The Impromptu Show:
 
 I was on my way to Glenwood Springs, Colorado. What’s in Glenwood Springs, you might ask? That is the last place that the world’s most famous dentist lived and where he died. The world’s most famous dentist? Why on earth would we even want to talk about the world’s most famous dentist? I did leave out the part where I should have said he is not famous for being a dentist.

Of course, I’m referring to the legendary Dr. John Henry Holliday. Most people just knew him as Doc Holliday.

When I was a kid, and some of you older people will remember this, Time Life Books came out with a special edition dedicated to gunfighters. As a child these fascinated me. The idea of gunslingers calling out their enemies to the Main Street at high noon fascinated me.

While I was on the trail going up to the cemetery, I met a family. The man I met was an obvious stoner, his wife was desperate to get downhill, their kids were dressed in dirty pajamas, and tuckered out.

It would be easy to dismiss these people and ignore them. I had a nice chat with the father. For them it was an early morning walk outside. They were enjoying the day.
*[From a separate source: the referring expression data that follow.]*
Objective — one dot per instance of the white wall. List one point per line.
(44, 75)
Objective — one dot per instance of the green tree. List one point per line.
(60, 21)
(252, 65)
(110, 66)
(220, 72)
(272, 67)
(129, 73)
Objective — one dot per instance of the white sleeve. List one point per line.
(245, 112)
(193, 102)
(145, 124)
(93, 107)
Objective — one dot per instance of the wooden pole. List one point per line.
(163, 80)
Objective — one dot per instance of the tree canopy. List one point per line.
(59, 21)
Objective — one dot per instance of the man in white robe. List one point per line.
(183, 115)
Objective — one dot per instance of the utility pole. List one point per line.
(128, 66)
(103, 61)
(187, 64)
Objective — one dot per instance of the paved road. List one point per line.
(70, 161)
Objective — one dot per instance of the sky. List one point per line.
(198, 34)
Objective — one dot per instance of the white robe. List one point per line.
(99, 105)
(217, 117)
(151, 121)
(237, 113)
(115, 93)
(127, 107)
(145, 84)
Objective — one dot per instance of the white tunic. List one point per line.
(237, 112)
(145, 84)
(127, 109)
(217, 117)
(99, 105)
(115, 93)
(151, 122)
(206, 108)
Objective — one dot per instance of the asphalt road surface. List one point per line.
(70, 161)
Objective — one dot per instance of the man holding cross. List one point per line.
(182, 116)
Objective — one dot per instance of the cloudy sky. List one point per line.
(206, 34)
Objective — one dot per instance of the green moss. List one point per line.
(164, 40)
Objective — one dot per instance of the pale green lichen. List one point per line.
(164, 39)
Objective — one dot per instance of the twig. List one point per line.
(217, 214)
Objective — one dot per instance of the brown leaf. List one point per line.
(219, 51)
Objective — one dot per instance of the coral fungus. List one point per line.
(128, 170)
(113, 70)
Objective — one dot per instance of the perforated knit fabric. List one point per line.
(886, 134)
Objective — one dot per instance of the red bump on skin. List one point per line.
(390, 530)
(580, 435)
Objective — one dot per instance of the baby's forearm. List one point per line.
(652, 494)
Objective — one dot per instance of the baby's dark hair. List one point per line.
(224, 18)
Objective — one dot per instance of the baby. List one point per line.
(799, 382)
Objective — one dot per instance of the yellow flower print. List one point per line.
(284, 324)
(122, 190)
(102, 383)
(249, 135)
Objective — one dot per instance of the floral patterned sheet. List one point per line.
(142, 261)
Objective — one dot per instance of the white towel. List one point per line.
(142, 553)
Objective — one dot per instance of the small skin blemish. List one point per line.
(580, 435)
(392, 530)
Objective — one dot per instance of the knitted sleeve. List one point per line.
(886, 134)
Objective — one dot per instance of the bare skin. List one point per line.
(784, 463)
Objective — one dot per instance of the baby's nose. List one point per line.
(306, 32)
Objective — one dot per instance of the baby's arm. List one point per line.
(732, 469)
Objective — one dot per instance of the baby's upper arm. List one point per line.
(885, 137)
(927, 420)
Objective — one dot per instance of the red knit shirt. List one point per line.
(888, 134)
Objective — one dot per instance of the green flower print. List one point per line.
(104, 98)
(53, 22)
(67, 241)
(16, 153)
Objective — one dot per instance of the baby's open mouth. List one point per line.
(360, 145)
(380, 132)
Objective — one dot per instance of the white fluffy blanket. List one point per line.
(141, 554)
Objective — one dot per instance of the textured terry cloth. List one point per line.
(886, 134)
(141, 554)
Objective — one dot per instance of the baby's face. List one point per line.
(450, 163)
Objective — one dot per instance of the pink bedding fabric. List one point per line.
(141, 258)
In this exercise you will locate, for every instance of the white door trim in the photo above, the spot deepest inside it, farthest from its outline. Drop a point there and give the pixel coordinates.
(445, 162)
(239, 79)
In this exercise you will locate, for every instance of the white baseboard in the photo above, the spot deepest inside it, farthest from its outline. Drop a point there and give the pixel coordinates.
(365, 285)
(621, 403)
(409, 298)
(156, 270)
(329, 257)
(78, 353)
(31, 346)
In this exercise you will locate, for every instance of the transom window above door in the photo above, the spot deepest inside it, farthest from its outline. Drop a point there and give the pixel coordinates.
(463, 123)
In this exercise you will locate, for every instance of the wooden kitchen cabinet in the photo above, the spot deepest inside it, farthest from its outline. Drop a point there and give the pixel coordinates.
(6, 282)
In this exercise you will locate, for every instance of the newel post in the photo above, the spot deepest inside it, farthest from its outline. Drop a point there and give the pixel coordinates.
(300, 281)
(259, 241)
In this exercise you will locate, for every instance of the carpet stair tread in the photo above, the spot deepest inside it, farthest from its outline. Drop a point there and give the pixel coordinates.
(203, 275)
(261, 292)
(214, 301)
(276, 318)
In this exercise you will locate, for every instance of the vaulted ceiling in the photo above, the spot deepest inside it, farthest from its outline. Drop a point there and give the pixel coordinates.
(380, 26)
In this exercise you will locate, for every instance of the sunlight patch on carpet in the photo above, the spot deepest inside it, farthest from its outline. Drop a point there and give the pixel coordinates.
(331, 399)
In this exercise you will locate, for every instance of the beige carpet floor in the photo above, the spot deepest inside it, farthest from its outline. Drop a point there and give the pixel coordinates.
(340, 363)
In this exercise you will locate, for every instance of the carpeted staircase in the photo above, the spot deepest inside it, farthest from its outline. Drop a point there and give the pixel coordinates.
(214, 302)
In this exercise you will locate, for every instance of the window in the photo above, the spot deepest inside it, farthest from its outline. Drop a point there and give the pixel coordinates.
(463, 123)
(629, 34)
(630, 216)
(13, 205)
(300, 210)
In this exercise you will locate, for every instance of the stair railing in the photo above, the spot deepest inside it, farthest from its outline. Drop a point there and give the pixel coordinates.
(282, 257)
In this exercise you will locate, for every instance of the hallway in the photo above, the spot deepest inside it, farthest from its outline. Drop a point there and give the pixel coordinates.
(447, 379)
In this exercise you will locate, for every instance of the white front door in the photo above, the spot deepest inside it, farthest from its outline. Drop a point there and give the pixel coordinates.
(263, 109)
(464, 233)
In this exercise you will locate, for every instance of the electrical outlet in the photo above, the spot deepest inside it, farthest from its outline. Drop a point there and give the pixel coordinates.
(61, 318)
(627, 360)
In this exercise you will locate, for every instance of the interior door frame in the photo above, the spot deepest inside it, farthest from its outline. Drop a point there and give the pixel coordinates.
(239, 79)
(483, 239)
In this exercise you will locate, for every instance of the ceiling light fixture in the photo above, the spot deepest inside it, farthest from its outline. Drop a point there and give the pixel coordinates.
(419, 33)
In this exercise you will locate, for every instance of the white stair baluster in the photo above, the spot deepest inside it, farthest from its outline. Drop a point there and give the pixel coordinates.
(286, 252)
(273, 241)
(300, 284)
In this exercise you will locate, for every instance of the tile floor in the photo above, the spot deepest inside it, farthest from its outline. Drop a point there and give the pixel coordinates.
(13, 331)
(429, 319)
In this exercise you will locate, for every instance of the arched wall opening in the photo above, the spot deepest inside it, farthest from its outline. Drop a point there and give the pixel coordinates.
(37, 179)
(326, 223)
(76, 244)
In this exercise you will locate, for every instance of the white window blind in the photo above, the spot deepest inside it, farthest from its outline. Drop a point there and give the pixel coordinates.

My author brain went into high gear and it was easy to paint these people into a story where this family was running for their lives from the unsettled spirits in the graveyard just up the hill where Doc Holliday and Kid Curry were battling for supremacy over their final resting places.

In my version of the story the family would have to take refuge behind headstones of deceased spirits implored them to take cover or end up joining them in the great beyond.

The day after my trip to Glenwood Springs I found a masseuse in Colorado Springs who could address my pulled muscle in my back. As I was driving to the appointment, I began thinking about what my trip to Glenwood Springs really meant. What did it truly leave me with?

I suppose, for me, it left me with a deeper appreciation of what life must’ve been like on the frontier in the 1800s. I now see Doc Holliday in a different light. While it would be easy to paint him as this steely eyed gunfighter, I saw another side of him. I saw the once infamous gunfighter, wracked with tuberculosis, laying there in the bed dying.

It’s a different side of him to be sure, that we normally see. And that is how you write characters who are three-dimensional. Don’t see them as what is simply portrayed at first glance. Walk around in their shoes a bit, or in my case their boots and try to see the world through their eyes. Not just at their best, but also their worst.

This is Bryan the Writer for All Things Writing, signing off.